Although this is a stereotype, there is some truth to it. Nor is the reputation
of the PRB painters as eccentrics and womanizers entirely unfounded, I mean,
one of them *did* elope with John Ruskin's wife shortly after painting Ruskin's
portrait! Another one lived in a house surrounded by a garden inhabited by
exotic animals, including wombats and, if memory serves me right, kangaroos.
But if *this* is what interests you most about John Everett Millais, William Holman Hunt, Dante Gabriel Rossetti and the other faux medievalist rebels against the Academy, you might get sorely disappointed by Christopher Wood's more civilized take on the Pre-Raphaelite Brotherhood.
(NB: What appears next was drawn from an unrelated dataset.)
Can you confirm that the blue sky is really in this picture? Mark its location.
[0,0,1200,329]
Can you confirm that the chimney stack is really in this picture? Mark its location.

He purposely emphasizes their art rather than their love lives (or interest in Australian marsupials), and the book is therefore dominated by lavish reproductions of Pre-Raphaelite paintings (most of them in color). Wood also points out that Pre-Raphaelism had two distinct phases, with the later phase, during which the Pre-Raphaelites fused with the broader Aesthetic Movement around William Morris, usually being neglected by modern writers. To remedy this, the author has included more material on this phase, including the artwork of Edward Burne-Jones.
I admit that I never quite grasped the point of Pre-Raphaelism. According to Wood, Millais & Co were paradoxical in many ways. While wanting to paint as realistically as possible, they usually chose medieval or literary themes as their motifs. Ironically, this often led to accusations of Catholic tendencies! Contradicting this, Charles Dickens condemned Millais' painting “Christ in the house of his parents” (with its strong carpenter shop realism) as “mean, repulsive and revolting”. Occasionally, though, the Pre-Raphaelites also ventured into the field of social critique, for instance Hunt's “The Awakening Conscience”, here interpreted as a painting attacking prostitution (although I suspect modern feminists might found the work sexist). During the second phase, when Pre-Raphaelism became part of a broader and more syncretistic current, the movement spread into furniture, architecture and book design. There was also an overlap with the difficult-to-grasp school of art known as Symbolism. But yes, the number of redheaded femme fatales was still conspicuously large...
Five stars for the book, but I must admit that I don't quite like the art itself. Too many strange, bright colors! And too few wombats, LOL.